This relates to the year 1647; but, notwithstanding the obvious advantage of the contrivance, it appears for a time to have been utterly neglected. Thus, in the "Mareschal de Bataille," of Lostelneau, which was published in the same year, 1647, we find no mention of the bayonet, and the musketeers are uniformly armed with swords.[1]

More than twenty years afterwards, the invention mentioned by Puysegur appears to have been revived. Sir James Turner, writing in the year 1670-71, thus recommends its adoption: "And, indeed, when musketeers have spent their powder, and come to blows, the butt-end of their musket may do an enemy more hurt than these despicable swords which most musketeers wear at their sides. In such medleys, knives whose blades are one foot long, made both for cutting and thrusting (the haft being made to fill the bore of the musket), will do more execution than either sword or butt of musket."[2]

In a treatise on "English Military Discipline," published by Robert Harford in 1680, the author observes: "The bayonet is much of the same length as the poniard [12 or 13 inches]; it hath neither guard nor handle, but onely a haft of wood, eight or nine inches long. The blade is sharp-pointed and two-edged, a foot in length, and a large inch in breadth.

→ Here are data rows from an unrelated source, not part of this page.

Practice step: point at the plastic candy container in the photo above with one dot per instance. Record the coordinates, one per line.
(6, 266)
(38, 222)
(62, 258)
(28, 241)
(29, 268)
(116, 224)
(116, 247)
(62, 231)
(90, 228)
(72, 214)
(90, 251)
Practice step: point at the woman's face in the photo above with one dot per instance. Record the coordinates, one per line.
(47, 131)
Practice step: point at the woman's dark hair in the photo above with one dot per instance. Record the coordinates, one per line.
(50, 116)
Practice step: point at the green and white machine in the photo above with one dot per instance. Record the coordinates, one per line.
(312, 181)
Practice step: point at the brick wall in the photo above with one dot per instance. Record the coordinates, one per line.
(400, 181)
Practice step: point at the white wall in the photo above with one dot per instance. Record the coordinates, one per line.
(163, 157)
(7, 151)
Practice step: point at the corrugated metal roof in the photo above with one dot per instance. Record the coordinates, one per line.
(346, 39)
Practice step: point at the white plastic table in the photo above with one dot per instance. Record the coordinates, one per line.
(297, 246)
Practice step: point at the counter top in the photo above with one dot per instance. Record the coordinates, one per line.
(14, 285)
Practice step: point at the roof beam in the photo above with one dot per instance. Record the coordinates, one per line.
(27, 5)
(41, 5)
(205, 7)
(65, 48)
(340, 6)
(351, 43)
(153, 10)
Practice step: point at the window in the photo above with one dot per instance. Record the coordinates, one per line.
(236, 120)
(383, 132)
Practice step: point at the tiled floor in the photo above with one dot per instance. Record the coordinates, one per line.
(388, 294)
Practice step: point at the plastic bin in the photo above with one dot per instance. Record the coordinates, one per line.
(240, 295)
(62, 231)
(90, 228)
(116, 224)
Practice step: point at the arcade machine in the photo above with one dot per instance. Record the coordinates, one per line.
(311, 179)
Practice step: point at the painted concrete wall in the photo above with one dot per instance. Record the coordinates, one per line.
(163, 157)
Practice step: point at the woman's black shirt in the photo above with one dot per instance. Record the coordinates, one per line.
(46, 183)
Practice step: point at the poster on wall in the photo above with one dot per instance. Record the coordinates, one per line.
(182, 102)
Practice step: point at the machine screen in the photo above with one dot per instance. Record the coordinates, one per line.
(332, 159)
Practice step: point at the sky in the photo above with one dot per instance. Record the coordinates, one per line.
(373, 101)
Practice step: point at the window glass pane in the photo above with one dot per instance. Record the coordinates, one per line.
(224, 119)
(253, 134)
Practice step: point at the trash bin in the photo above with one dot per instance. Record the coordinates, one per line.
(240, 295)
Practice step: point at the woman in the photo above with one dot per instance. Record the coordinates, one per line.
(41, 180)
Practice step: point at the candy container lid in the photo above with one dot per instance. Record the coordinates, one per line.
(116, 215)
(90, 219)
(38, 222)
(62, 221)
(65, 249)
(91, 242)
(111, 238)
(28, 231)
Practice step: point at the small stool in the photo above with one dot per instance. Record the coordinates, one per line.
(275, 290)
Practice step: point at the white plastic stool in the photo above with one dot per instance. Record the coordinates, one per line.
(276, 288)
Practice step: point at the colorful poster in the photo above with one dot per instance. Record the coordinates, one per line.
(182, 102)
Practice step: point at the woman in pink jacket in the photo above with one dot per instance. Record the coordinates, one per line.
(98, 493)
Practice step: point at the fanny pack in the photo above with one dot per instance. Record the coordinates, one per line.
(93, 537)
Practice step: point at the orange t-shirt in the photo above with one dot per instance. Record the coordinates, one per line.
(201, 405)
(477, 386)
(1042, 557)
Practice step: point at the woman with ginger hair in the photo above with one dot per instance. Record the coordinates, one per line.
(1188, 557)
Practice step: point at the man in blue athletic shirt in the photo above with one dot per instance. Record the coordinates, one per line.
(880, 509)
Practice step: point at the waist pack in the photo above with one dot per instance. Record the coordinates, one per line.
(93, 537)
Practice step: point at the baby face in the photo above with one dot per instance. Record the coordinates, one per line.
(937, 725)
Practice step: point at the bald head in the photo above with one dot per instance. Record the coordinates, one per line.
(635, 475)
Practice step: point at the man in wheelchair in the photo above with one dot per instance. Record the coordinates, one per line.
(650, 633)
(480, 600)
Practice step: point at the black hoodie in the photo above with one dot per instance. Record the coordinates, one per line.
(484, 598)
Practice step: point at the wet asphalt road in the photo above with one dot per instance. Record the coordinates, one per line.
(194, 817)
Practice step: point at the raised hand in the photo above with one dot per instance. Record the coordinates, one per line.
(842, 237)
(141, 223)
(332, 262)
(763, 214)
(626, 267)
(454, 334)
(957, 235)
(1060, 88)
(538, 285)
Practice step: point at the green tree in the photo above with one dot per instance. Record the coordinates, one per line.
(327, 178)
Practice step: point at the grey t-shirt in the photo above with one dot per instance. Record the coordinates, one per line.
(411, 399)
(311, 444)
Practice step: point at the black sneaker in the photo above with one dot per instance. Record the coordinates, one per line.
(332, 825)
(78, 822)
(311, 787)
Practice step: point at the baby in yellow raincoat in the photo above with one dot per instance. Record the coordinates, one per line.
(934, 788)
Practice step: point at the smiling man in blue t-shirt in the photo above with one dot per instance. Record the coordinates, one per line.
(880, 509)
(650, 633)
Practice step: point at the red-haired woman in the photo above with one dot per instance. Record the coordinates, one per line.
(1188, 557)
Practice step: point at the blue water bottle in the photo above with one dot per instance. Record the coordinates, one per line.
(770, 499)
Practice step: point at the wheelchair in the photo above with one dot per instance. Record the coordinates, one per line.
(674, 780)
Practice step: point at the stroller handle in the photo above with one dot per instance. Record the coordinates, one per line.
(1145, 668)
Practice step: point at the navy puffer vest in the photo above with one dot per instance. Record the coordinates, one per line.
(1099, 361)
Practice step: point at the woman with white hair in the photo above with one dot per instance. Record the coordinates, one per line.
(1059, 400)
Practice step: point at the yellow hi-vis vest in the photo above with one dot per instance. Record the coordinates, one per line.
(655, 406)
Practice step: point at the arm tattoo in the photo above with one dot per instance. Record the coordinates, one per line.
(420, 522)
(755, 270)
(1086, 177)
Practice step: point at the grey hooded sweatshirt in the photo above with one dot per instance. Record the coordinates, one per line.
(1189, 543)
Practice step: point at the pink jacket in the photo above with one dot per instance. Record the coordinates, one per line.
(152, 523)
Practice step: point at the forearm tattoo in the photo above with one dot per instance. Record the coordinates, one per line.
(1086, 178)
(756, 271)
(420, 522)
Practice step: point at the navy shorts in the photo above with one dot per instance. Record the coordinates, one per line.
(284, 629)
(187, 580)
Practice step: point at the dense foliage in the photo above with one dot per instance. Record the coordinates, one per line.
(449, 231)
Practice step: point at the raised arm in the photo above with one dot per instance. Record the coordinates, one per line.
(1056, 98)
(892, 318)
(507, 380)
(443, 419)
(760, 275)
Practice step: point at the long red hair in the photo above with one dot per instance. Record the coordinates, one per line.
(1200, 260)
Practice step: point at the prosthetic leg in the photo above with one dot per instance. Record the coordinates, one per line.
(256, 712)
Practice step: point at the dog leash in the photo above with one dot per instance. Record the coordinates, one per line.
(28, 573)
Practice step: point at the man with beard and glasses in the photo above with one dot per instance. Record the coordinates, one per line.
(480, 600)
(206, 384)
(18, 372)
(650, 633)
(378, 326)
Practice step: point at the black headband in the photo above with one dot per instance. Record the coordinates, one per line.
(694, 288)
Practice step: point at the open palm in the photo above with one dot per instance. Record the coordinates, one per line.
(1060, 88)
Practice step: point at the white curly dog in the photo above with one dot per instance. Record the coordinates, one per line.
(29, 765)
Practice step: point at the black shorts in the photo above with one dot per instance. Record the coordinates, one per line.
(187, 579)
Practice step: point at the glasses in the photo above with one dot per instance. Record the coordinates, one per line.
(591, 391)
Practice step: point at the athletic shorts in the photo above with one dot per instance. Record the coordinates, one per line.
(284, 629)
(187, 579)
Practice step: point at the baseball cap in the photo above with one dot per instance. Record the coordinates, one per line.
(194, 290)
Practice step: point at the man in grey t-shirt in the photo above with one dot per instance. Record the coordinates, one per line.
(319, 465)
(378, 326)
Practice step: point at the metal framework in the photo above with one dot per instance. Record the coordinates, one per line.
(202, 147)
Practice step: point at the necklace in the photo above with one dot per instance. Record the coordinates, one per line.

The bayonet is very useful to dragoons, fusiliers, and souldiers that are often commanded out on parties; because that, when they have fired their discharges, and want powder and shot, they put the haft of it into the mouth of the barrel of their pieces, and defend themselves therewith, as well as with a partizan." (p. 13.) "We remark also," says he, "that except on the occasions of which I am about to speak (viz., in field engagements), the pike-men are altogether useless, not being eligible for advanced posts, where, in order to give the alarm, it is necessary to make a noise." He further observes, "that in the attack and assault of places, soldiers should be armed with weapons easy to be handled, and which make a great noise, the effect of which is to intimidate those who are attacked." "These reasons," he adds, "and many others have led to the giving this year, to some musqueteers, bayonets to fix in the muzzles of their pieces when attacked by cavalry, thus having the effect of pikes, the use of which will, ere long, no doubt, be abandoned."

To the foregoing contemporary notices of the bayonet and its application may may be added the following: "Bayonette (f.), a dagger, or knife dagger-like, such

  1. The cumbrous musket then in use was, in reality, the true cause of the bayonet being so long neglected. The adoption of the lighter arm, the fusil, rendered it at once available.
  2. Pallas Armata, London, 1683, p. 175.